The people who do not know the story or character referenced by these allusions simply keep reading with no harm done; those who understand them experience a richer reading of the literature because they know the reference and they "get it."
The narrator in this novel returns to Lavapiés and he finds it a changed place. Fifty years ago it was a traditional neighborhood with little in the way of the unexpected. Now, he says, it is a Babel, and it has changed into this:
The Spaniards from the neighborhood came from every corner of the country, and with their accents and variety of physical types, they helped to give an admixture of races, languages, inflections, customs, attire, and nostalgia the appearance of a microcosm. The human geography of the planet seemed to be represented in its few blocks.

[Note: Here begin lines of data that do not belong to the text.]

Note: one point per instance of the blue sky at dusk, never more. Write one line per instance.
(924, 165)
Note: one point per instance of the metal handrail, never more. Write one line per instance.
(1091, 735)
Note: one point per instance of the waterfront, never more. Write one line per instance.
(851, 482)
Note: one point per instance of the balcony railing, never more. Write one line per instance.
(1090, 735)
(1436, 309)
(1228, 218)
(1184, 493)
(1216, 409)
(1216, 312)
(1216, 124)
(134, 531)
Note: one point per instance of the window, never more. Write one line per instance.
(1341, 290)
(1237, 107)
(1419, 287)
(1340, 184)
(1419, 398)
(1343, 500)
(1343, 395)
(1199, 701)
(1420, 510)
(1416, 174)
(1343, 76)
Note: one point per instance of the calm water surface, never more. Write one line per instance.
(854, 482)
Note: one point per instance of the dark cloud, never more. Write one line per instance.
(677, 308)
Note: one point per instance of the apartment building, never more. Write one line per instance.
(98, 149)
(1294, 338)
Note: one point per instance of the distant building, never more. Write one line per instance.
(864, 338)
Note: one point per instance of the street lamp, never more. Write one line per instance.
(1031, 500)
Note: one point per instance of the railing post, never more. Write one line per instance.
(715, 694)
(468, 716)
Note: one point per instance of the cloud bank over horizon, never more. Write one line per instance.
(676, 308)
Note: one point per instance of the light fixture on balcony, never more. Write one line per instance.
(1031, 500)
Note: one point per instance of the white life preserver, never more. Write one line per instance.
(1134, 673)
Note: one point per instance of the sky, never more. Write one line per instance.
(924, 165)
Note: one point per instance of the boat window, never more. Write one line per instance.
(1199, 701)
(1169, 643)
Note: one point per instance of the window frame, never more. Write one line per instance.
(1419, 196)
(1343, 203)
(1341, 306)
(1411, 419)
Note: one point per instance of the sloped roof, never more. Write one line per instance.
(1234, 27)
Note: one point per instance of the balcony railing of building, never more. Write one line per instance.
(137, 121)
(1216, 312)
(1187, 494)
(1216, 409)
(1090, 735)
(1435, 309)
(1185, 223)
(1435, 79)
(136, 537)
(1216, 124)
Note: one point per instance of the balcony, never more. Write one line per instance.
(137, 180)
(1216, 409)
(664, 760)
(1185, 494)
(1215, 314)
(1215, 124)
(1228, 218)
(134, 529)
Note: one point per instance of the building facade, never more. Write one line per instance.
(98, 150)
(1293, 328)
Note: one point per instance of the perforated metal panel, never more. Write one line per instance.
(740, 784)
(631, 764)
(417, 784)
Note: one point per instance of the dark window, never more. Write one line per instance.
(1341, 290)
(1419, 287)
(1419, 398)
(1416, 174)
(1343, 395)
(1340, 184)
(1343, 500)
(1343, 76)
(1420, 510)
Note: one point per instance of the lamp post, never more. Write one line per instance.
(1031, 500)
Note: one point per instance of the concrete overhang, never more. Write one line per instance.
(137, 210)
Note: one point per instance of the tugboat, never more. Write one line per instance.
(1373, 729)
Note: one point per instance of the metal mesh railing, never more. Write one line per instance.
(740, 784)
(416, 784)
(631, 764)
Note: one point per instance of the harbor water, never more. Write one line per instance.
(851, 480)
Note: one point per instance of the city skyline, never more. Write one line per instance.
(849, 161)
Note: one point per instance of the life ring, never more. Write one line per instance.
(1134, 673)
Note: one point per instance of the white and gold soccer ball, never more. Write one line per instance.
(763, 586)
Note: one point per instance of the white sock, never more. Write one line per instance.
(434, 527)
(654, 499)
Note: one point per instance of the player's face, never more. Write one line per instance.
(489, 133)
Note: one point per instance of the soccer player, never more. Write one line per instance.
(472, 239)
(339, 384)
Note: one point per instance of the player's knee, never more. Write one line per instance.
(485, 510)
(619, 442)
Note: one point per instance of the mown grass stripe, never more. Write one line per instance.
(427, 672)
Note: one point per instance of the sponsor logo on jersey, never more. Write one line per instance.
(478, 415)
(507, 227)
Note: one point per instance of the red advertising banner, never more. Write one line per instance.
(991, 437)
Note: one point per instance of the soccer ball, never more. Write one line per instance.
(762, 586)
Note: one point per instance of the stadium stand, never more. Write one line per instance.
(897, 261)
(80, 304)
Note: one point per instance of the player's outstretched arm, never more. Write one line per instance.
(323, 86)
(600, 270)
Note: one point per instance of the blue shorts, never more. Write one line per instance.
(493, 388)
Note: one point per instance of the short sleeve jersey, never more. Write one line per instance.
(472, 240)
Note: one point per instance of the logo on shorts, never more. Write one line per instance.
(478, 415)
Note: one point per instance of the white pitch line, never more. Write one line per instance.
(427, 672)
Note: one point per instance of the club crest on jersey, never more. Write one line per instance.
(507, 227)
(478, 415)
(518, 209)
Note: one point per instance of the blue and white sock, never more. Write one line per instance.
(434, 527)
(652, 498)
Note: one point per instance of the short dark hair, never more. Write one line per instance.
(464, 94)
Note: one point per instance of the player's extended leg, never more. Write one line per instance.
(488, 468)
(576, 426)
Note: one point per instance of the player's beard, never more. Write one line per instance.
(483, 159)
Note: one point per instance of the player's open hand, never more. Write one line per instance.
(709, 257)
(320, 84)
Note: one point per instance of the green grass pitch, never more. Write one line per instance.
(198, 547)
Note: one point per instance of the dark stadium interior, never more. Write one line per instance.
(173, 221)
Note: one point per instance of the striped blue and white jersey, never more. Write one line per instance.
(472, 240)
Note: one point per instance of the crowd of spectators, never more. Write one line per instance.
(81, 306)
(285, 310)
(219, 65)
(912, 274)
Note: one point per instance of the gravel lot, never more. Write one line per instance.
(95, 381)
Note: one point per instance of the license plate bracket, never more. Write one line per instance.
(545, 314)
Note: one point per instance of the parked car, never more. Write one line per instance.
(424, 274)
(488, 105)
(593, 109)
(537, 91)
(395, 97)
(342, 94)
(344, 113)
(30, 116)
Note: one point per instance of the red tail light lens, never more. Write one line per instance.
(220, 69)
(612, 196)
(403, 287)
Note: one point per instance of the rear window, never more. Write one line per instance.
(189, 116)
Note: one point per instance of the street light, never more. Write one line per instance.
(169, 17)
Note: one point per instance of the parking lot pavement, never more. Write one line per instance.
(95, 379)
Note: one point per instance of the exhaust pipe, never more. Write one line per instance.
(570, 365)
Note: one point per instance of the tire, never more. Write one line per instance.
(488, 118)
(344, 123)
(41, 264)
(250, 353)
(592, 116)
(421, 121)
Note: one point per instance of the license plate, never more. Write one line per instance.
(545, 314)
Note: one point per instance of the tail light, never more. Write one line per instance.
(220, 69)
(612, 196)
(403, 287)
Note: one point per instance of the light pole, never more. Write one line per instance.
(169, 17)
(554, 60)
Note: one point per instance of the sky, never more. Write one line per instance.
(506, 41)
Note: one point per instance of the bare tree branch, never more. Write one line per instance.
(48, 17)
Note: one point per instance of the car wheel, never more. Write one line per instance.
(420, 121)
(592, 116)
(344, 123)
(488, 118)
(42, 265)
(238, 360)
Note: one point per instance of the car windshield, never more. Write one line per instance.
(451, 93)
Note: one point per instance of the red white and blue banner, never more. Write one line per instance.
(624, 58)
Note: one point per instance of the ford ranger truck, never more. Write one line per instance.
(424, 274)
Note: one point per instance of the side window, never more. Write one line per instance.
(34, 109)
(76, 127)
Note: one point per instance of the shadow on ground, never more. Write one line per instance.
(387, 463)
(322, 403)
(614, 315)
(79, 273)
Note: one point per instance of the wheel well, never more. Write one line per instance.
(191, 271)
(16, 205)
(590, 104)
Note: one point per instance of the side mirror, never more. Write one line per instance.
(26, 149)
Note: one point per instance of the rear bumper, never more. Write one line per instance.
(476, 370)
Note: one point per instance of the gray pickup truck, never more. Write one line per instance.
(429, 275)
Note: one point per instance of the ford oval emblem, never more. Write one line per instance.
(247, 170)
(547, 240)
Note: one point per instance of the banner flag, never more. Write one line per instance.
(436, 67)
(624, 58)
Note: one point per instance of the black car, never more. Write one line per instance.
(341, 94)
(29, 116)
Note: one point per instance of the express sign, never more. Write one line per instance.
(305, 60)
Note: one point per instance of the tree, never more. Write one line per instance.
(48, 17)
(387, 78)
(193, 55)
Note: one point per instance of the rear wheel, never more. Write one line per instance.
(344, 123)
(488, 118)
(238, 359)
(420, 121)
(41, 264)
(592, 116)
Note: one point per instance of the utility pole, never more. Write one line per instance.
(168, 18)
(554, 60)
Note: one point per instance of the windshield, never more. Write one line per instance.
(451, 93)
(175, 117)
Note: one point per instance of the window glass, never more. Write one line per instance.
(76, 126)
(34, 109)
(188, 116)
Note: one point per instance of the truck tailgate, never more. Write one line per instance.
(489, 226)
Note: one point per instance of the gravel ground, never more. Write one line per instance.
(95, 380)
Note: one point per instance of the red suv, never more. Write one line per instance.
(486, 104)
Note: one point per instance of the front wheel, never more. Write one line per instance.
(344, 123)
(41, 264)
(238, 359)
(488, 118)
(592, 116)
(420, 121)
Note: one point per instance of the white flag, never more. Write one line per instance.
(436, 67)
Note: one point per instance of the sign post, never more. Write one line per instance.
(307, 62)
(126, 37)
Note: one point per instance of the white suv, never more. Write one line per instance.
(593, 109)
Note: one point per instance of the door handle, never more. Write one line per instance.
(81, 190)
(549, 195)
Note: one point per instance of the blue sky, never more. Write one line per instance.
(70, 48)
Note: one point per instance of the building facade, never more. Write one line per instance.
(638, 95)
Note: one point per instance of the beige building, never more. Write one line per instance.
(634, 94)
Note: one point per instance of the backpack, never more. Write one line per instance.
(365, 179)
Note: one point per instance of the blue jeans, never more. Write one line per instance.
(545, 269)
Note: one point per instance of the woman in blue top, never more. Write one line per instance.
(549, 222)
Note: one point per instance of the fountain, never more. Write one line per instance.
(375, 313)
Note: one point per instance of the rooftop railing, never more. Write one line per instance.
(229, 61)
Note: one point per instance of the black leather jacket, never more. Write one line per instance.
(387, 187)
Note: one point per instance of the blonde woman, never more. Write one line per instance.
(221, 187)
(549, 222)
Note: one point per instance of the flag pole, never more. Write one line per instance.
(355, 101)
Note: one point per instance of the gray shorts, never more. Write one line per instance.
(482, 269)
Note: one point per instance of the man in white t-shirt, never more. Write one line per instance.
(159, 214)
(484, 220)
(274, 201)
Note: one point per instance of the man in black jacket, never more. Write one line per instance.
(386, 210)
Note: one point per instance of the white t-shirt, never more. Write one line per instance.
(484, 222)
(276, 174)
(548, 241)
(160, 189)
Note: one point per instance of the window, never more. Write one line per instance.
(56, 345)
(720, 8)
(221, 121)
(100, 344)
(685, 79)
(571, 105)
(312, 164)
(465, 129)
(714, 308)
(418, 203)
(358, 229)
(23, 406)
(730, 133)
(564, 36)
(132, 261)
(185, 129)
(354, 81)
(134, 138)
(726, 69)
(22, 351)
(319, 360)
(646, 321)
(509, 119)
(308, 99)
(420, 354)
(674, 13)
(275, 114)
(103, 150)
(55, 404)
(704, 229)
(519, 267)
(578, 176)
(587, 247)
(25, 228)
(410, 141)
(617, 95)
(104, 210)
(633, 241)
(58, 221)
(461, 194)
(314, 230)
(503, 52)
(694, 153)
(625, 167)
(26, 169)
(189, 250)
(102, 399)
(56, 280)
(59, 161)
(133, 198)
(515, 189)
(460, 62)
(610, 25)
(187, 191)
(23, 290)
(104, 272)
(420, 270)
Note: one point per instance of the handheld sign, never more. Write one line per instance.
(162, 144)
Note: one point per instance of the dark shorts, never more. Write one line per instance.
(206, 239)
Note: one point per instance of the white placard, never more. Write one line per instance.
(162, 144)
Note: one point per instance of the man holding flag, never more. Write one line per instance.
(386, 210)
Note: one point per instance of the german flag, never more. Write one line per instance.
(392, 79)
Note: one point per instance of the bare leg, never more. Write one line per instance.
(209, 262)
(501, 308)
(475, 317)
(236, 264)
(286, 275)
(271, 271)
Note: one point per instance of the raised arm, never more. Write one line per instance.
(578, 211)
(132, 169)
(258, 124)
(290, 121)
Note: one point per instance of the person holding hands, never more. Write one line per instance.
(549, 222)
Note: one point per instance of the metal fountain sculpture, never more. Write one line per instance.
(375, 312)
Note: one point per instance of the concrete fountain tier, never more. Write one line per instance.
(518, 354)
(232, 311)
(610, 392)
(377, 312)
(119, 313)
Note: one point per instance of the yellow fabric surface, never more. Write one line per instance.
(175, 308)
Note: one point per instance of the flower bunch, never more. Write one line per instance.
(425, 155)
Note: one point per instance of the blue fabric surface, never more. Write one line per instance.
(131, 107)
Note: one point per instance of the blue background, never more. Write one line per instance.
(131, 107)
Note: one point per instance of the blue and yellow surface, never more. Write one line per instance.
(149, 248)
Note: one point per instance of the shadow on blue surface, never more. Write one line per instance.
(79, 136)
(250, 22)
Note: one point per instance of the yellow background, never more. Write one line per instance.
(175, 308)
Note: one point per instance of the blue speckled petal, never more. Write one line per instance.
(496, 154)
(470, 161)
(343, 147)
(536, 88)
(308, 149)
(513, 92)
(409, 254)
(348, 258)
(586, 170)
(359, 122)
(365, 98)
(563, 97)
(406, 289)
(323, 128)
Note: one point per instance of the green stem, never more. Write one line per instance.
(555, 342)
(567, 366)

This reference to Babel is a biblical allusion to a story found in Genesis 11. Until this point in history, everyone in the world spoke the same language. They try to build a tower to heaven, in an attempt to reach the heavens. It is an act not of worship but of pride, so God "confounds" them by giving them all different languages.
Therefore is the name of it [the tower] called Babel; because the Lord did there confound the language of all the earth: and from thence did the Lord scatter them abroad upon the face of all the earth. [verse 9]
Thus, the idea of many people from all "languages" gathered in one place is represented by Babel. This is borne out in the rest of the description of Lavapiés.
The narrator continues his description by saying the neighborhood where he grew up now resembles Babylon, comprised of Chinese, Moroccans, Pakistanis, Indians, Romanians, Ecuadorians, and more. That is the point--it is now a neighborhood which is a multicultural melting pot, just like Babylon (another form of Babel), to which he compares it.
He uses this allusion to make the point that his former neighborhood has become a place where people of all cultures and, of course, languages are represented. As I mentioned above, if you know the reference you get the additional richness of sound imagery--imagine thousands of people trying to build something together and suddenly speaking different languages. What a cacophony of sound that would be, and we can apply that to the description if we know to do so. Those who do not know the Babel reference, the meaning of the description is still clear--it's just missing one sensory dimension.